Positive & Negative Effects of Artificial Intelligence
Recently, AI-powered facial recognition technology that was being used for security and law enforcement was shown to be biased against, well, pretty much everyone other than white males. This news came as a shock to the public and saw the technology banned in cities such as San Francisco.
However, it’s an issue I have noticed behind the scenes for a while. But artificial intelligence as technology isn’t morally good or bad – it just is.
It’s useful to think of AI as being like a toddler. It can learn, develop and improve its capabilities over time, but it isn’t smart enough and doesn’t have the emotional intelligence to know the context and impact of its decisions. If we utilize AI with care we can improve these outcomes, including those related to diversity and inclusion. However, if AI is used carelessly, this can undermine its benefits and limit success for our people and the organization as a whole.
Employers can leverage the power of AI in their hiring, employee development and engagement processes.
Negative effects of AI
Your mind may jump to something you’ve seen in a science fiction movie when you think about the negative impacts of AI – but the AI I’m talking about today is less overt in nature.
Artificial intelligence algorithms can be found in processes in everything from child welfare to recidivism rates. If incorrect data is included or if the algorithm includes an underlying bias, the results could be disastrous.
For the workplace, these negative impacts can be seen in recruiting decisions which see employers avoiding hiring qualified women and minorities. This saw Amazon come forward last fall and share its own challenges with these processes, which saw some disparage the company for its results. However, I believe that sharing this cautionary tale was courageous, particularly if it helps other firms realize the challenges that may exist.
Positive effects of AI
Simultaneously – the opportunities AI presents cannot be ignored. I recently spoke with IBM’s Distinguished Engineer Liza Seacat Deluca in a podcast interview where she explained that the best way to create unbiased algorithms is to have a diverse team creating the software. This helps the team think about outcomes for a variety of individuals, not just a homogenous group.
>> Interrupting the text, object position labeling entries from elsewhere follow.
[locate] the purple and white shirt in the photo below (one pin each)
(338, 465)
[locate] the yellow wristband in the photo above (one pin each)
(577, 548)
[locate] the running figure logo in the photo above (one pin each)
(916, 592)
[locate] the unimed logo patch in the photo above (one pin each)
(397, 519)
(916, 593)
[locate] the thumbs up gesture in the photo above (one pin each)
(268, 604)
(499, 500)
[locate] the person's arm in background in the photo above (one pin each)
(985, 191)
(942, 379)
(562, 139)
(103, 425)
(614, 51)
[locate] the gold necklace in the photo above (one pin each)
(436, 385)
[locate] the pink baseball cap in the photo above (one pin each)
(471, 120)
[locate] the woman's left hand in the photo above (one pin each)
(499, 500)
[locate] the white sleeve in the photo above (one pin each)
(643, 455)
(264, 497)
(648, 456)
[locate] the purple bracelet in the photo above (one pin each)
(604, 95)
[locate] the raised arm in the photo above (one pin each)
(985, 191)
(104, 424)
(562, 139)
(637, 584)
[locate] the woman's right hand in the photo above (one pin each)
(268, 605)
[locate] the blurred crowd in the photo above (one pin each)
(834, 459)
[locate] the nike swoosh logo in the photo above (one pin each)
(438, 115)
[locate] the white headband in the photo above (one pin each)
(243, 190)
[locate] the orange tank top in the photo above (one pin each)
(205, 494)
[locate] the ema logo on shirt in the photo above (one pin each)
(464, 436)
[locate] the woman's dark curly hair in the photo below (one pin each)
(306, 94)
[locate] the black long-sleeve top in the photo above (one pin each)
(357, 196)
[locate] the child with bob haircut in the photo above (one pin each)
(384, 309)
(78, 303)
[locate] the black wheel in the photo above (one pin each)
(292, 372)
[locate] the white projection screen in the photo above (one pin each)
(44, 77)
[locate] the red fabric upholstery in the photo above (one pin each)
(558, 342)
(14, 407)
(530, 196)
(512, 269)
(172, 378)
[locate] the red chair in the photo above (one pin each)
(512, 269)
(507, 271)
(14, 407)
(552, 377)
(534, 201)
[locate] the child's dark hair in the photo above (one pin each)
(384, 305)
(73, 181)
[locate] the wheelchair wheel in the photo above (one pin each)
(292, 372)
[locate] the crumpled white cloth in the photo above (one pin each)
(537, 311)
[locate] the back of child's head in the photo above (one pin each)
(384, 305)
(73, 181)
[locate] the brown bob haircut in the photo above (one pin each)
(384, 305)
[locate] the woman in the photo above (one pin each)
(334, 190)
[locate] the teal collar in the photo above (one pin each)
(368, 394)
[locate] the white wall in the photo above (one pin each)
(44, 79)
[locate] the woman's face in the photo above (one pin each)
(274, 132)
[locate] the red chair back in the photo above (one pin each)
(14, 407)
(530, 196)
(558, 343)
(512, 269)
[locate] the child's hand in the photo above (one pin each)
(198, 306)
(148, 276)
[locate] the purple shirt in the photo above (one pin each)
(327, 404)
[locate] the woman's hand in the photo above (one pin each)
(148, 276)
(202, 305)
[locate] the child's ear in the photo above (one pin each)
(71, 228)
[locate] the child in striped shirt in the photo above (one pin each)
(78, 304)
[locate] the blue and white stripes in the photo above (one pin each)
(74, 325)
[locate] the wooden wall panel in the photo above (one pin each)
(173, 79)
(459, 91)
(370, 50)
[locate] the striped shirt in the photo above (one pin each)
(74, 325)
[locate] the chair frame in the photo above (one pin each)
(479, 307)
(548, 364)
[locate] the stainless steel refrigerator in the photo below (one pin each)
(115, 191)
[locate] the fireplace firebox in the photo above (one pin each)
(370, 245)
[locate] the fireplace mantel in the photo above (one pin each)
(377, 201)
There are some great examples of how AI has helped in the workplace:
- Uber has cut the gender pay gap in half compared to the rest of its industry, using an algorithm to set pay rates and schedule shifts for drivers. This has improved pay equity for its 2 million drivers internationally.
- Unilever has moved from an exclusively human-driven approach to recruitment by using automated assessments and asynchronous video interviews, and this has helped it bring talented, diverse graduates into the organization.
- I coached a startup in the HR Technology Conference ‘Next Great HR Tech Company’ competition who used a chatbot to analyse employee feedback surveys and performance review data. This helped develop managers into better leaders by coaching them on their individual performance issues. Developing all leaders from a variety of backgrounds would see a greater level of representation in the C-suite.
An unbiased approach can lead to better outcomes for diversity and a range of other factors. This is because, while machines are really great at certain things, they are terrible at others. That is where humans need to come in.
The core human skills of work
If we look back, we can see that every time automation has been introduced, the resulting jobs are more human than the ones that preceded them. The more ‘robotic’ components of the job are automated, which leaves it fundamentally changed. This means that jobs will shift into more human components and soft skills will be highly valued by employers. From my research, I have identified a core set of skills to prioritize to avoid being tackled from behind by this algorithmic era.
These skills are compassion, collaboration, creativity, critical, thinking and curiosity. It is essential that we look for ways to develop these skills in ourselves and in our organizations.
These core human skills will set us apart from AI, algorithms and bots for the foreseeable future.